Are Potty Mouths Protected from Employers?

NLRB Rules that Cussing Out Employer May be OK

by David Briggs

Have you ever had an employee just lose his cool and lay into you with a profanity-laced tirade? Many employers who have had that pleasure have fired the insubordinate employees on the spot.

In one of its most recent decisions, the National Labor Relations Board has made terminating those potty-mouthed employees more difficult. The case began when Plaza Auto Group in Arizona, a non-unionized car dealership, fired Nick, a car salesman. Nick had only been with the dealership for a couple of months, but during that time questioned a number of Plaza’s practices, including whether he was being paid commissions appropriately and whether he should be getting minimum wage. Plaza was generally dismissive of the complaints and the owner, Tony, told Nick that if he did not like the way things worked there, he could leave.

After more of Nick’s grumbling, Tony met with Nick to discuss his attitude and told him to stop being so negative. Nick used the meeting as a chance to complain about his pay. Tony told Nick to quit if he did not trust how dealership paid him. Then, according to the NLRB, “[Nick] lost his temper and in a raised voice started berating [Tony], calling him a [bleep, bleep], and a [bleep bleep], and [a bleep]. [Nick] also told [Tony] that he was stupid, nobody liked him, and everyone talked about him behind his back. During the outburst, [Nick] stood up in the small office, pushed his chair aside, and told [Tony] that if [Tony] fired him, [Tony] would regret it.” Naturally, Tony fired Nick on the spot.

We all know it is illegal to terminate an employee for complaining about wages. But, Plaza argued that it did not fire Nick for complaining about his commissions. Rather, it fired him for being insubordinate and disrespectful.

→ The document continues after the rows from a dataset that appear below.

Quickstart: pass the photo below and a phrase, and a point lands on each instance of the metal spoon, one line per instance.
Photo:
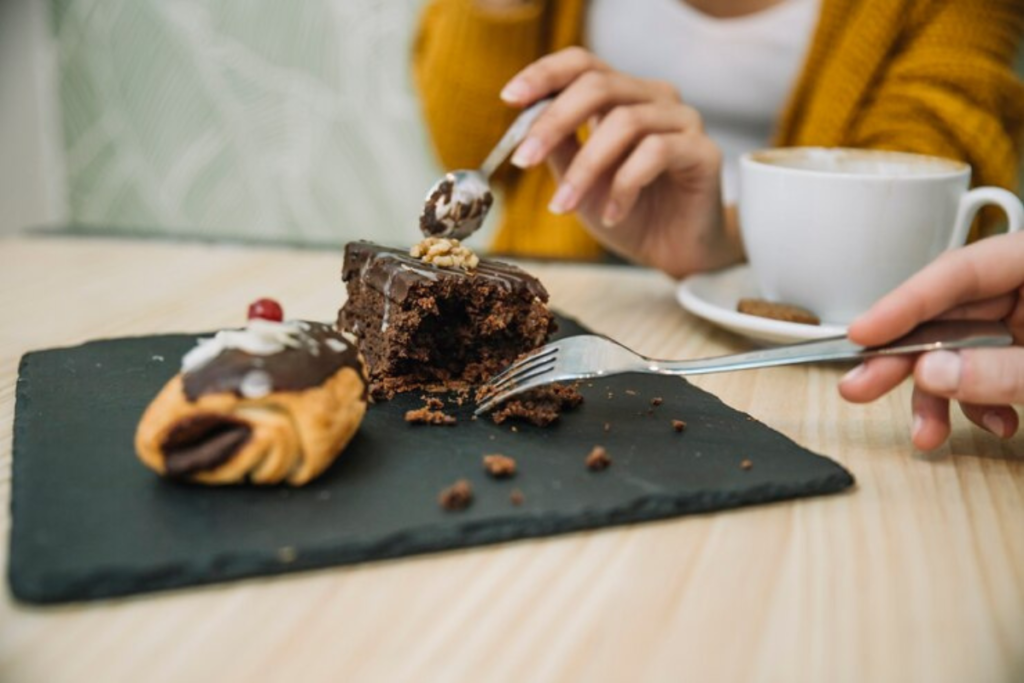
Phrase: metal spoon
(457, 205)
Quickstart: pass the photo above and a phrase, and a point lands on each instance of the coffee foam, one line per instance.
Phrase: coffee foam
(859, 162)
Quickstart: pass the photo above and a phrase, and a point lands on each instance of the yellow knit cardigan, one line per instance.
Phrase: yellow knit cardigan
(927, 76)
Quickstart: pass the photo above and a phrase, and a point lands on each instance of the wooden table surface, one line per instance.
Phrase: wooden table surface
(915, 574)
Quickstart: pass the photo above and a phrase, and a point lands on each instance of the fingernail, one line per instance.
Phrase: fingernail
(563, 199)
(940, 371)
(515, 91)
(527, 154)
(853, 374)
(994, 424)
(919, 422)
(612, 213)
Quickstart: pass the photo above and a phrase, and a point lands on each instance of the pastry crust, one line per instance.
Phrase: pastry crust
(295, 435)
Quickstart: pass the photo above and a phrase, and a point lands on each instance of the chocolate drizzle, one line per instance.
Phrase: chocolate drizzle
(203, 442)
(393, 272)
(321, 353)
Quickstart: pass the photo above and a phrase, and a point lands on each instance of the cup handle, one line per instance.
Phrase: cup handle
(974, 200)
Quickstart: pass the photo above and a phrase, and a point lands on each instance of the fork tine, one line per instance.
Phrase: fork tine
(526, 375)
(519, 371)
(537, 353)
(529, 381)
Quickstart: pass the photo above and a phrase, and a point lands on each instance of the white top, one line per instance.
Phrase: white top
(737, 73)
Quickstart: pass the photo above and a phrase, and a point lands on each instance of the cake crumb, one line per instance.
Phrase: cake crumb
(598, 459)
(457, 497)
(430, 414)
(500, 467)
(540, 407)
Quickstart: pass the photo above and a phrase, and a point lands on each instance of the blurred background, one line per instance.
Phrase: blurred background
(256, 119)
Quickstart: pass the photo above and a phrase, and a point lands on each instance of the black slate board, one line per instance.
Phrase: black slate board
(90, 521)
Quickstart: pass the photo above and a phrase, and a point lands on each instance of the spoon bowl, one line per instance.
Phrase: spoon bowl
(457, 205)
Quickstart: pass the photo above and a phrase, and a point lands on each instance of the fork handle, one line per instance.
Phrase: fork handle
(927, 337)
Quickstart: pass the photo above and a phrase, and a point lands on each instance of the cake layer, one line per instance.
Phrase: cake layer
(424, 327)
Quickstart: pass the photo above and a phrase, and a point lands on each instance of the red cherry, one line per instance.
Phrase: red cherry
(267, 309)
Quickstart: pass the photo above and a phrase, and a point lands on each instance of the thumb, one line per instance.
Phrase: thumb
(989, 377)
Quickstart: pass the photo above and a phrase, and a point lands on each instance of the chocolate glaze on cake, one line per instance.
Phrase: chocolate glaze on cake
(424, 327)
(320, 351)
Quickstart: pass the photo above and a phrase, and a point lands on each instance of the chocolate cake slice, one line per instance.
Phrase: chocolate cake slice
(425, 327)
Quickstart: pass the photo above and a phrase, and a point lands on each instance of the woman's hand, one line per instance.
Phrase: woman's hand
(984, 281)
(646, 182)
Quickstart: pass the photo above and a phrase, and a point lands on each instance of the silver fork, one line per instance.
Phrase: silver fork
(595, 355)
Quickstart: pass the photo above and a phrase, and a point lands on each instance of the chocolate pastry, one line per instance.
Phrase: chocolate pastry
(786, 312)
(273, 402)
(443, 321)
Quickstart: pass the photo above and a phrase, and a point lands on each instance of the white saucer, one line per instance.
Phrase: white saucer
(713, 296)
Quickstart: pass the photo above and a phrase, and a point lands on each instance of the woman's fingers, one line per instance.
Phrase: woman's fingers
(653, 156)
(593, 92)
(875, 378)
(1000, 420)
(992, 377)
(550, 74)
(980, 271)
(615, 137)
(931, 420)
(994, 308)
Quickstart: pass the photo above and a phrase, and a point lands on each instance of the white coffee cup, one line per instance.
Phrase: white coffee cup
(834, 229)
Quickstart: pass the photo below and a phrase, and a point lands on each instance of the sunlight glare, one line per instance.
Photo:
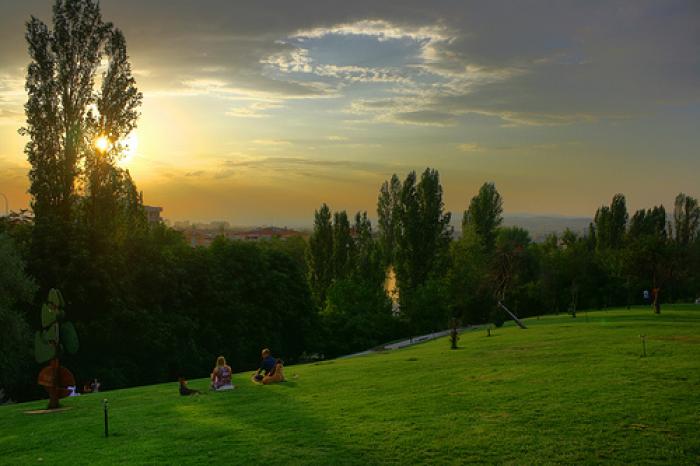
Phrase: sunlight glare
(102, 143)
(129, 144)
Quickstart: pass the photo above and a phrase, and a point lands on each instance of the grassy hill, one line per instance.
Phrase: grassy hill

Certainly Nick was complaining about a protected activity – complaining about wages and working conditions. But, the bigger question was whether Nick’s outburst made him lose protection under the NLRA. The Board decided that Nick did not lose his protection and found Plaza liable. Under the NLRA, an employee – even a non-unionized employee – is allowed to be insubordinate to a manager when talking about wages, hours or working conditions, so long as the employee does not go too far. Although the Board acknowledged the outburst was disrespectful, it found that Nick did not lose his protection under the law, in part because the location was private and Nick did not threaten violence (after all, he only pushed the chair over).

Common sense seems to tell us that a profanity-laced tirade against an owner is likely to land you in the unemployment line regardless of where the tirade occurs. But, like many things with employment laws, common sense should be checked at the door.

What can you take away from this new case? Termination decisions should not be taken lightly. Employers should have a process to determine when to terminate an employee. The employee’s personnel file should be reviewed along with any other documentation. We typically recommend having someone that has not seen the file before (another manager or owner, for example) look at the file and see if the documents support the termination decision. Employers should also look for the legal red flags. Those red flags come in a lot of forms: complaining about wages or harassment based on a person’s age, race, sex, religion, sexual orientation, or other protected class; or for filing a safety complaint or a workers’ compensation claim. The list could go on (and on and on).

In conclusion, the NLRB understands that this new ruling will require employers to tolerate conduct that employers certainly do not approve of. But, before jumping into a rash termination decision, slow down and ask for help if you need it to ensure that your company does not end up in the same legal mess as Plaza.